Ces nouvelles dispositions s'accordent mal avec la gestion de la grande majorité des groupes et des centres bouddhistes dont la seule structure juridique est celle des associations loi de 1901. En effet, la lourdeur des procédures et les risques que fait peser une qualification qui peut paraître plus ou moins imprécise selon les différentes traditions bouddhistes rendent ces modifications attentatoires, d'une certaine manière, à l'étude et à la pratique de la philosophie bouddhique.

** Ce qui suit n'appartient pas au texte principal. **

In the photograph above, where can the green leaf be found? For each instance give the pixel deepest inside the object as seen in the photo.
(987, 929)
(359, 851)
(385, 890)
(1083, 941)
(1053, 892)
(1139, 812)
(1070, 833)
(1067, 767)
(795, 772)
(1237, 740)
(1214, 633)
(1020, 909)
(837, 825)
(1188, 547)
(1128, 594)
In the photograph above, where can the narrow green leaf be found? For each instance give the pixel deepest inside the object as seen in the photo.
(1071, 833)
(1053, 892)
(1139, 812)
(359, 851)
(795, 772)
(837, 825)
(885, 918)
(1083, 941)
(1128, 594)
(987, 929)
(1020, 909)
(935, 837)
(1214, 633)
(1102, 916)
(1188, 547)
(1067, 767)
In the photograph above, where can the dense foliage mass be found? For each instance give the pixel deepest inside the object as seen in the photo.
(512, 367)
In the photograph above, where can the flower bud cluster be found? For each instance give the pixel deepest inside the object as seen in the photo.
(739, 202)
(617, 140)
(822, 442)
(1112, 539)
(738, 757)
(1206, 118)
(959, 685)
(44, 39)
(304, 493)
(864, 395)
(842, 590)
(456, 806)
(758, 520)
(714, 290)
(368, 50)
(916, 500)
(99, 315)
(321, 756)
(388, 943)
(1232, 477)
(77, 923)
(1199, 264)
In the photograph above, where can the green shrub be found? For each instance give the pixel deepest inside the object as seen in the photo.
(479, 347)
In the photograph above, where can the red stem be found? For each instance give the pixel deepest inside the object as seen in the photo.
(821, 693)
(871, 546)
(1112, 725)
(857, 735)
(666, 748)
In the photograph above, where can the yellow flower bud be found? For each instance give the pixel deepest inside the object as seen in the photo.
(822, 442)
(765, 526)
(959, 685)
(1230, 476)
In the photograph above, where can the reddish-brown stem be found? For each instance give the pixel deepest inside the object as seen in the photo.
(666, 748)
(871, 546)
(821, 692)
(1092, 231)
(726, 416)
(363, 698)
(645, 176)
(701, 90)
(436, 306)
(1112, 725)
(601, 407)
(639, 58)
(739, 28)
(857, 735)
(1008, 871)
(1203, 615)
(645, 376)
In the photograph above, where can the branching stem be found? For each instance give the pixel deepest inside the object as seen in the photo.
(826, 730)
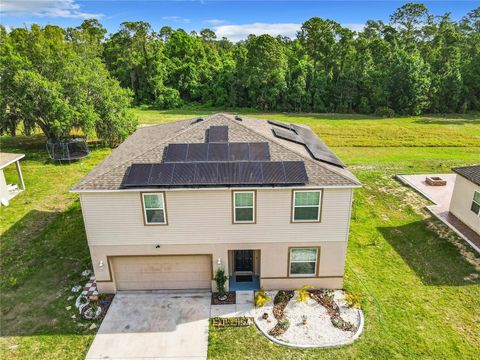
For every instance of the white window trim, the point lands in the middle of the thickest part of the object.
(320, 197)
(235, 221)
(159, 208)
(476, 202)
(302, 275)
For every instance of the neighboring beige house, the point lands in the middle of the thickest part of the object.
(465, 203)
(9, 191)
(266, 201)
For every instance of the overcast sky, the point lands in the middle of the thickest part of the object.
(232, 19)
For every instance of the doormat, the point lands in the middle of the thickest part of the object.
(244, 278)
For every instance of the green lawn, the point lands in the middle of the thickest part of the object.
(419, 282)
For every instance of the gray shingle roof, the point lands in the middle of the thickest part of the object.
(471, 173)
(147, 145)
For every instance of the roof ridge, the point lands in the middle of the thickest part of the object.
(295, 152)
(151, 148)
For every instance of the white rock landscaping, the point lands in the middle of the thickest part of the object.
(318, 330)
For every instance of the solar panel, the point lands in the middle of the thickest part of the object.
(248, 173)
(161, 174)
(217, 152)
(216, 173)
(226, 173)
(288, 135)
(138, 175)
(273, 172)
(197, 120)
(259, 151)
(280, 124)
(176, 152)
(206, 173)
(317, 148)
(218, 134)
(183, 174)
(295, 172)
(197, 152)
(239, 151)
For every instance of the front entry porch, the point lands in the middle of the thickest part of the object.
(244, 270)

Aussi l'Union bouddhiste de France fait-elle sien le plaidoyer de la Fédération protestante de France publié sous le titre Le protestantisme alerte et conteste. Outre que les arguments juridiques qui y figurent concernent aussi les associations bouddhistes, l'UBF partage les remarques relatives au fond du projet et les multiples interrogations qu'il soulève – notamment sur l'analyse des causes et les solutions proposées – pour résoudre la question centrale du séparatisme et des radicalisations d'ordre religieux.

D'autre part, nous partageons plusieurs observations faites par le Conseil d'État, dont celle qui suit : « Le projet de loi alourdit les contraintes pesant sur les associations cultuelles et modifie l'équilibre opéré en 1905 par le législateur entre le principe de la liberté de constitution de ces associations et leur nécessaire encadrement du fait qu'elles bénéficient d'avantages publics ».

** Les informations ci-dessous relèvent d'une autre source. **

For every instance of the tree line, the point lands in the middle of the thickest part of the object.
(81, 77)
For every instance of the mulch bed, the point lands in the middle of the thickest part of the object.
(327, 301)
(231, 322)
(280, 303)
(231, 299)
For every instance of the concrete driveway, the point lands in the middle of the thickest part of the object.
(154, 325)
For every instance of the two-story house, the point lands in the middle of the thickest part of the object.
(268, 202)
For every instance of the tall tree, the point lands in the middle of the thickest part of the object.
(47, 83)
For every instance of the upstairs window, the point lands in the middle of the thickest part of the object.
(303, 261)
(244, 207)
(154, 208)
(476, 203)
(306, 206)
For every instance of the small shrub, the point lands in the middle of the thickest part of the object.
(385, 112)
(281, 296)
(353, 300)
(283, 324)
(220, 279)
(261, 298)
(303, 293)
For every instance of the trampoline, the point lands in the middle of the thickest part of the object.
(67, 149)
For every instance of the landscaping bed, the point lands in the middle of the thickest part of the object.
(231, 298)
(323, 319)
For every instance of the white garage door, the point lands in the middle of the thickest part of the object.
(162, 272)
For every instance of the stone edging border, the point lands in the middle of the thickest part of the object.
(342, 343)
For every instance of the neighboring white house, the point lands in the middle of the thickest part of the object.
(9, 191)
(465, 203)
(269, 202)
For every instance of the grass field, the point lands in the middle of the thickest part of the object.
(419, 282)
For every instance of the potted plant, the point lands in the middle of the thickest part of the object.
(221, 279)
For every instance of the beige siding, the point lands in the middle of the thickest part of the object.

Je conclurai par une remarque tirée des enseignements du Bouddha, qui disait qu'un remède est une médication lorsqu'il est adapté à la maladie dont on souffre, si bien qu'un même médicament bon pour une personne peut être dangereux pour une autre. L'immense majorité des lieux de culte et de pratique bouddhiste ou d'autres religions sont des lieux sains – je dis bien « sains » – qui n'exigent aucunement de tels traitements.